Jamie pointed me to this graph in the NYT:

hurricanes.png

Nice! Especially the margin of error, the subtle colorings and the use of the gray background. The y-axis labels are a little weird (why not simply 60, 80, 100, and 120), and I’m not sure how to think about the x-axis. (Given the scale on the y-axis, should we really care about a change of 1/2 mile per hour in wind speed.) Also, I don’t really understand what it means to measure changes in wind speed, if the storms are themselves categorized by wind speed! But, as a graph, it has many excellent features.

9 thoughts on “Strong cyclones growing stronger

  1. This actually is likely a vacuous observation (the graph). Your comment about the two axes is exactly on the mark.
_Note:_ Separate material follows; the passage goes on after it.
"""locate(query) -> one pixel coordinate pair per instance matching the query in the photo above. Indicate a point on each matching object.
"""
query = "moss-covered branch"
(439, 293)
    If the distribution of storm strengths is relatively flat at lower speeds, but significantly dropping off at higher speeds (almost certainly true), then an overall increase in storm intensity would not increase the average speed in the lower buckets, but could increase the average speed in the upper buckets because they have a flatter distribution by virtue of the shoulder of the distribution passing them by.

    It would have been much better to just see the empirical CDF (but you couldn't publish such a thing) or, if there is enough data, a histogram.

    I hope that somebody didn't get a scientific publication out of this observation.

  2. The white horizontal lines are the cut-off points for hurricane categories. Not sure why they'd pick the numbers on the y-axis though – it doesn't include category 4 or 5 hurricanes that way.

  3. should we really care about a change of 1/2 mile per hour in wind speed

    I presume that's half a mile per hour per year, over twenty five years, making a diffrence between 1981 and 2006 that is one we should care about. Perhaps the scale should have been written to reflect that.

  4. NU,

    I appreciate sarcasm as much as the next guy. But I think Derek has a point that this is not a natural measure to use. I think the change over the past 25 years (which would be 12.5 mph) is more relevant. Even if the original graph is correct, a rescaling can make it easier to read.

  5. Andrew,

    I wasn't actually intending to be sarcastic. I was agreeing that the way they labeled the axis is somewhat confusing in its intent. The change over a longer period of time is the more relevant and interpretable figure (hard to intuit what 0.5 mph/yr may add up to over a longer period).